David Martínez

Personal information
- Born: June 30, 1981 (age 45) Madrid, Spain

Chess career
- Country: Spain
- Title: International Master (2006)
- Peak rating: 2454 (January 2007)

= David Martínez (chess player) =

Spanish chess player (born 1981)

David "Divis" Martínez Martin is a Spanish chess player and coach of several Spanish players including David Anton Guijarro and Sabrina Vega. He was also director of chess24 chess platform in Spanish, and a well known Spanish chess streamer and chess commentator.

==Chess career==
In June 2024, he organized the "Clash of Claims" event in Madrid, which was a match between former World Champion Vladimir Kramnik and grandmaster José Martínez Alcántara.
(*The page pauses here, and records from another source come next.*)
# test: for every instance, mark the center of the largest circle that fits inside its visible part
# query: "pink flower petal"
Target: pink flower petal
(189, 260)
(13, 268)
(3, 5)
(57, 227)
In October 2024, he teamed up with his commentary partner Pepe Cuenca in the Team Chess Battle, where they made it to the finals and defeated Eric Rosen and Nemo Zhou to win the entire event.

He is the coach of grandmaster David Antón Guijarro, Sabrina Vega (8 times Woman Spanish Chess Champion) and the Spanish women's team. He also works as Chess.com's international partnerships manager.

In the 2024 Chess Olympic Games, he was the captain of the Spanish Absolute Team.